The tournament sample is already pointing under
All four NCAA tournament games played by Duke and St John's have finished at 139 or lower. Duke beat Siena 71-65 and TCU 81-58. St John's beat Northern Iowa 79-53 and then grinded out a 67-65 win over Kansas. That is not a one-game fluke. That is a clear pattern across both sides of this matchup.
Duke is defending at an under pace
Duke comes in at 34-2 with a season average of 81.9 points scored and just 63.1 allowed. The more relevant split is the recent one. Over the last 10 games, Blue Devils games are averaging 142.1 total points and opponents are scoring only 62.8 per game. That matters for this number because 142.5 leaves almost no room for a normal cold stretch.
The NCAA tournament tape backs it up. Siena shot 38% against Duke and scored 65. TCU shot 33% and scored 58. Duke does not need an elite offensive night to cash an under when the defense is forcing every possession into the half court.
St John's is pulling games into the mud
St John's owns a 30-6 record and has allowed 69.4 points per game on the season. Again, the sharper angle is recent form. Over the last 10 games, Red Storm games are averaging only 136.0 total points, with opponents scoring 62.5 per game. Over the last five, that total sits at 138.2.
The last two tournament wins were both clean under games.
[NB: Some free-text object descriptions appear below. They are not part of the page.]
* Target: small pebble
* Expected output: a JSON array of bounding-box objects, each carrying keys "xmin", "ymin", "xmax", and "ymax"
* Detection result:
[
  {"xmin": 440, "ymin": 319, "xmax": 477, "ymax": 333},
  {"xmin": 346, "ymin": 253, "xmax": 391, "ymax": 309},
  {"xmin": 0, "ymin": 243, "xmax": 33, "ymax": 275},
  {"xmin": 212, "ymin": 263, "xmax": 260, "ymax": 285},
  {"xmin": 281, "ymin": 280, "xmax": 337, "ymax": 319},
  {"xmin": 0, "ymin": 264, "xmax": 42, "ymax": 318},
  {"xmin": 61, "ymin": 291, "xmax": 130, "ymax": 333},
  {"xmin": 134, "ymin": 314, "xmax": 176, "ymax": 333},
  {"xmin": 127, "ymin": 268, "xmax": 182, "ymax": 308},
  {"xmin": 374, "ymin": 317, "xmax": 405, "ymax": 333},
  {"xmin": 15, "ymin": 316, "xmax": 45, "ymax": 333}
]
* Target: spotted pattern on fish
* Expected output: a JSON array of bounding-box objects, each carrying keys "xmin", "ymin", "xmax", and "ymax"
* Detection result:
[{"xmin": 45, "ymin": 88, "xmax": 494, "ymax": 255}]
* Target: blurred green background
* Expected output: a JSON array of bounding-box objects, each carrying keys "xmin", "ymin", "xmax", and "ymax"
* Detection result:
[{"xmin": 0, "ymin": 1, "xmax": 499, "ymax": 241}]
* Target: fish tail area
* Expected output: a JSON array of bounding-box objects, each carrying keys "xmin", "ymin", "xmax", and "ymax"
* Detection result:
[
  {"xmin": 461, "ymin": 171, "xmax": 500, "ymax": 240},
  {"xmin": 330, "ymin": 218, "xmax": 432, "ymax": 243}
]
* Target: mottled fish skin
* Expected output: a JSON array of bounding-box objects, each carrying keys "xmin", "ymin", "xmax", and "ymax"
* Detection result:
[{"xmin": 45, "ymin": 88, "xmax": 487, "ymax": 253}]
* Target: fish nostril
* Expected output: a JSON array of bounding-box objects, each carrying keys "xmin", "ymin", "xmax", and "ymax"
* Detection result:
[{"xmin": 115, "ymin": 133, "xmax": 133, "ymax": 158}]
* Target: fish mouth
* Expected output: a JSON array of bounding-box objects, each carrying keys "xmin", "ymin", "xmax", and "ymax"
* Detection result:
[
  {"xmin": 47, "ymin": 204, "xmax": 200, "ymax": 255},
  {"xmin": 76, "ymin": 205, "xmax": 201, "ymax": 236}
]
Northern Iowa managed 53 points and shot 39% from the field with only 21% from three. Kansas got to 65, but St John's forced 16 turnovers and never let that game breathe. When this team gets a game onto its terms, the score shrinks fast.
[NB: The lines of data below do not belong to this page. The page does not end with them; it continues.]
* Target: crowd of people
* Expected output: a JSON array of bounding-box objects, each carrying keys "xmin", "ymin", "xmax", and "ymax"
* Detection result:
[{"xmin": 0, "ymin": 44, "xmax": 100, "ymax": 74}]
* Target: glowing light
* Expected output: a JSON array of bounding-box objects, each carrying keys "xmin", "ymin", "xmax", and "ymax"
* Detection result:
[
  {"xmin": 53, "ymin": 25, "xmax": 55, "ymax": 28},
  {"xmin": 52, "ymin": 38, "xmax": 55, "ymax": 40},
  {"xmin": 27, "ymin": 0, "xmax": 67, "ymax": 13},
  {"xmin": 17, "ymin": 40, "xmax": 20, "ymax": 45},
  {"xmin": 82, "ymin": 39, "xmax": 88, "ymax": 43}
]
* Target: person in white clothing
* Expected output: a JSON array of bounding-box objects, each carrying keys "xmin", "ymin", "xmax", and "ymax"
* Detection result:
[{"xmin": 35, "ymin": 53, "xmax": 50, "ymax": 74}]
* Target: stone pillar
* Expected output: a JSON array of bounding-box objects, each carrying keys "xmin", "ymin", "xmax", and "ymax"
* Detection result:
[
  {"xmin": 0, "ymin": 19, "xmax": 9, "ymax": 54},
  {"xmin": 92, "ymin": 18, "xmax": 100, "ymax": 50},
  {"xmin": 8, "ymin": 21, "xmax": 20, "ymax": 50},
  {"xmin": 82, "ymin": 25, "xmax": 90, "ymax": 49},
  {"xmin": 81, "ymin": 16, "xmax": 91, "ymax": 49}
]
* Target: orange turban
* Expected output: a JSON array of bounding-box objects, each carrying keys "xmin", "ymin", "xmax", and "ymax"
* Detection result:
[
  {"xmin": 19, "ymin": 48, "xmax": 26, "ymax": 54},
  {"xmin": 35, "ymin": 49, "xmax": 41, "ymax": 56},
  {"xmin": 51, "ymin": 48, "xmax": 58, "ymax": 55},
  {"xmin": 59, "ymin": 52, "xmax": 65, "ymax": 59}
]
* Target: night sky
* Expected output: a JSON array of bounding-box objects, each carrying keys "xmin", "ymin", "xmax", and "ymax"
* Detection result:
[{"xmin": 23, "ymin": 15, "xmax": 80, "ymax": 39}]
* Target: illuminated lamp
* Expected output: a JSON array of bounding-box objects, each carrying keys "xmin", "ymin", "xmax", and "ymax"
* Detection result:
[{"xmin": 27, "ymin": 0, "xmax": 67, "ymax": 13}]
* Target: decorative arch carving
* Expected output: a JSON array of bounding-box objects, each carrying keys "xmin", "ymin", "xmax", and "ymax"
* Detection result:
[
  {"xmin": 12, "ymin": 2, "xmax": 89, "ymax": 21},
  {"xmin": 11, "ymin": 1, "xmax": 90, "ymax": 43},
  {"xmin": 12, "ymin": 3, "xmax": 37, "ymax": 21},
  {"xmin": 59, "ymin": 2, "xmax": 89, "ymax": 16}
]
The obvious over case is built on old context
The easy pushback is that these are two offenses that score more than 81 points per game. That is true in the full season sample. Duke averages 82.3 in its season stats and St John's sits at 81.6. The problem with the over argument is that it leans on a broader sample than this spot deserves.
There was no regular-season meeting between these teams. This is a neutral-site tournament game in Washington, not a random January conference night with a familiar gym and a softer whistle. The recent defensive numbers are the cleaner read. Duke has held opponents below 66 in three of its last four neutral-site games. St John's has held all three of its last opponents to 68 or fewer.
Neutral floor scoring has been more manageable than the raw averages suggest
Duke's last four neutral-site games have landed at 134, 144, 136 and 139. Three of those four stayed under 142.5. St John's has played two NCAA tournament games on a neutral floor and both landed at 132. That matters because this total does not need a dead game to miss. It only needs one extended drought from either side.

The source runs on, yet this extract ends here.